Valerie tersenyum puas melihat Aruna yang terduduk di lantai, merasa rencana suaminya untuk melemahkan posisi keuangan Adrian sekaligus menyingkirkan Aruna dari benteng pertahanan Adiwangsa berjalan dengan sempurna. Nyonya Adiwangsa pun mendengus puas, memalingkan wajahnya dari menantunya yang dianggap sampah.

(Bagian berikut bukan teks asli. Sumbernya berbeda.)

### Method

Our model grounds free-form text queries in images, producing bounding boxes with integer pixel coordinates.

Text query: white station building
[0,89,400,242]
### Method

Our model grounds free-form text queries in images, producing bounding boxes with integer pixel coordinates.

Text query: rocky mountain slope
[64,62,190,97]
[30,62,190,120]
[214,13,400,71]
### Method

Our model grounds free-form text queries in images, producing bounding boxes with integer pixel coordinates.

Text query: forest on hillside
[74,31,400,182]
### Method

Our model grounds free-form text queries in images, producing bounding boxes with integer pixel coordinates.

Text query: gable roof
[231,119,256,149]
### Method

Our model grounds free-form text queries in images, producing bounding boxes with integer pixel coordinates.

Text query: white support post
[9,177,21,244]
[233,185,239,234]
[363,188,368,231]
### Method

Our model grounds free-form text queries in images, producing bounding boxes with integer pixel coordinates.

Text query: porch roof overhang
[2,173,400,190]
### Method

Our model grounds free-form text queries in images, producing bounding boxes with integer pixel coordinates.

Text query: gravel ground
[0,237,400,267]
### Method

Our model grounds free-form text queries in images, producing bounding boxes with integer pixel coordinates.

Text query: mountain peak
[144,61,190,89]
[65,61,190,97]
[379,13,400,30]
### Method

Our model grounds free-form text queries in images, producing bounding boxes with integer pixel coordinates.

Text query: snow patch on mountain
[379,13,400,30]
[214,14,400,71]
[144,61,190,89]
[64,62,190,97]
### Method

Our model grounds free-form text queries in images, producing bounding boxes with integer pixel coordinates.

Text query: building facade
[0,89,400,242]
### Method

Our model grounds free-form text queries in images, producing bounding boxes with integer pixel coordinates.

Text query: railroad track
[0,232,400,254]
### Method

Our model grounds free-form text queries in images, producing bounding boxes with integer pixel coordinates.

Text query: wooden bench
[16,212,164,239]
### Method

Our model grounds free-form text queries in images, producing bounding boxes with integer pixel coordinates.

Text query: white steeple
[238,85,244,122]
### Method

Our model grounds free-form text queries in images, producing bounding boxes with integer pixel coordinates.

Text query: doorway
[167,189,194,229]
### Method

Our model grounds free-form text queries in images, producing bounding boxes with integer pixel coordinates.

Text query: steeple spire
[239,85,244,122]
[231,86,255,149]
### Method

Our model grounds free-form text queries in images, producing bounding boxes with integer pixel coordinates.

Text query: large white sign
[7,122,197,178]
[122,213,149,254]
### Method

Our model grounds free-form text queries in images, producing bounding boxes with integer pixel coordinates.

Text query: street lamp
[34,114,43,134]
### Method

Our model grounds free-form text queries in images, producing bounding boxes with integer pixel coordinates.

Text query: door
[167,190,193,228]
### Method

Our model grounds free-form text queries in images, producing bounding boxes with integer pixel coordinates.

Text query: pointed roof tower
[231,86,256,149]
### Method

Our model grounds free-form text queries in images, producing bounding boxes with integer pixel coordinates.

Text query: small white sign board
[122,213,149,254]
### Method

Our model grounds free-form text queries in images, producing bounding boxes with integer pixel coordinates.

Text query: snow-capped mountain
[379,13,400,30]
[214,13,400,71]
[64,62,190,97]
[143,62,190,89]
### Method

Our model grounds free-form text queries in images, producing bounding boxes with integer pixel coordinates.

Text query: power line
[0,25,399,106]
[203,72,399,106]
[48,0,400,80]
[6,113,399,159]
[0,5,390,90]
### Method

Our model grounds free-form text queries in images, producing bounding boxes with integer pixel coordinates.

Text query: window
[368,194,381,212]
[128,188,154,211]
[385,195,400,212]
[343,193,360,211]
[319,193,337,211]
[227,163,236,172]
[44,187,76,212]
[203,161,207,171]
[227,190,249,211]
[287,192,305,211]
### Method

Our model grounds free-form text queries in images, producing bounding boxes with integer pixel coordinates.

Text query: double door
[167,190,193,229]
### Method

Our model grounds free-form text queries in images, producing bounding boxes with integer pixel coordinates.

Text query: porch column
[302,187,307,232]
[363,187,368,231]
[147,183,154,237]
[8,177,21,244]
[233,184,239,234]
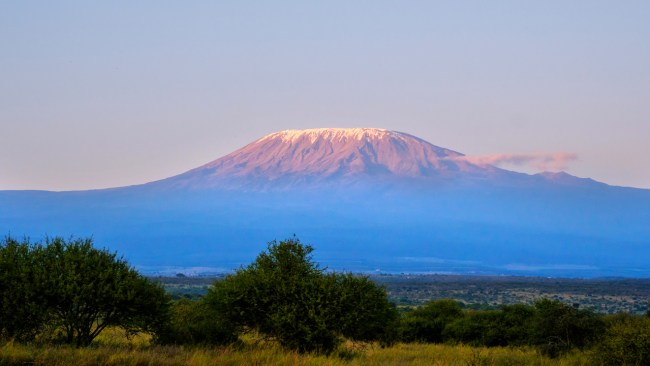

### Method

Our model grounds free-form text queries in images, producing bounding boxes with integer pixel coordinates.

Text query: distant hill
[0,128,650,276]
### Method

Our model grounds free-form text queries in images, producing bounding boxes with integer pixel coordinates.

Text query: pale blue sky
[0,0,650,190]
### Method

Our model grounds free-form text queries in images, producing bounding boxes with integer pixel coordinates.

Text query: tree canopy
[0,237,169,346]
[206,238,397,353]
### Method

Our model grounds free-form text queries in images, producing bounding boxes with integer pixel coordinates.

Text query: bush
[531,299,605,357]
[594,316,650,365]
[206,238,395,353]
[0,238,169,346]
[0,237,46,341]
[158,299,237,345]
[400,299,463,343]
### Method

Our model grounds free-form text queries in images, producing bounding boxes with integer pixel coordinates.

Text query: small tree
[0,237,46,340]
[400,299,463,343]
[39,238,169,346]
[206,238,394,353]
[531,299,605,357]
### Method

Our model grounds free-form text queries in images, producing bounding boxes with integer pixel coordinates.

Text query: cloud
[454,152,578,171]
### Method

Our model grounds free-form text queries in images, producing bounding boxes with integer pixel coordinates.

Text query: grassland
[152,274,650,314]
[0,339,590,366]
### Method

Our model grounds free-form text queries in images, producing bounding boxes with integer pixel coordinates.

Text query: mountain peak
[258,127,394,143]
[158,128,496,189]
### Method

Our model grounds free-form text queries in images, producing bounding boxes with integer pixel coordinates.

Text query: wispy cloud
[454,152,578,171]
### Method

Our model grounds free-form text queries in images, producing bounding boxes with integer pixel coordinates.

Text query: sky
[0,0,650,190]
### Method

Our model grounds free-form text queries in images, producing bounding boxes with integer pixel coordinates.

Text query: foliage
[158,299,237,345]
[400,299,463,343]
[594,316,650,365]
[0,237,46,340]
[531,299,605,357]
[206,238,396,353]
[328,273,398,345]
[2,238,169,346]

Di atas lantai yang dingin, Aruna perlahan menundukkan kepalanya, membiarkan rambutnya menutupi senyuman kelam yang kini mengembang di bibirnya. Air matanya berhenti seketika di balik kegelapan.
Terima kasih atas fitnahmu, Valerie. Dan terima kasih atas kebodohanmu, Adrian, batin Aruna dengan kepastian yang mengerikan. Kalian mengira telah berhasil mengurungku dan menghancurkanku. Adrian yang malang... dia begitu sibuk menuduhku, tanpa sadar bahwa ular yang sebenarnya sedang merayap di atas ranjangnya untuk menelan seluruh perusahaannya bulat-bulat. Dan dengan berkas-berkas Ayah yang kini sudah aman bersama Paman Aldo... kalian semua sedang berjalan menuju jebakan yang sama.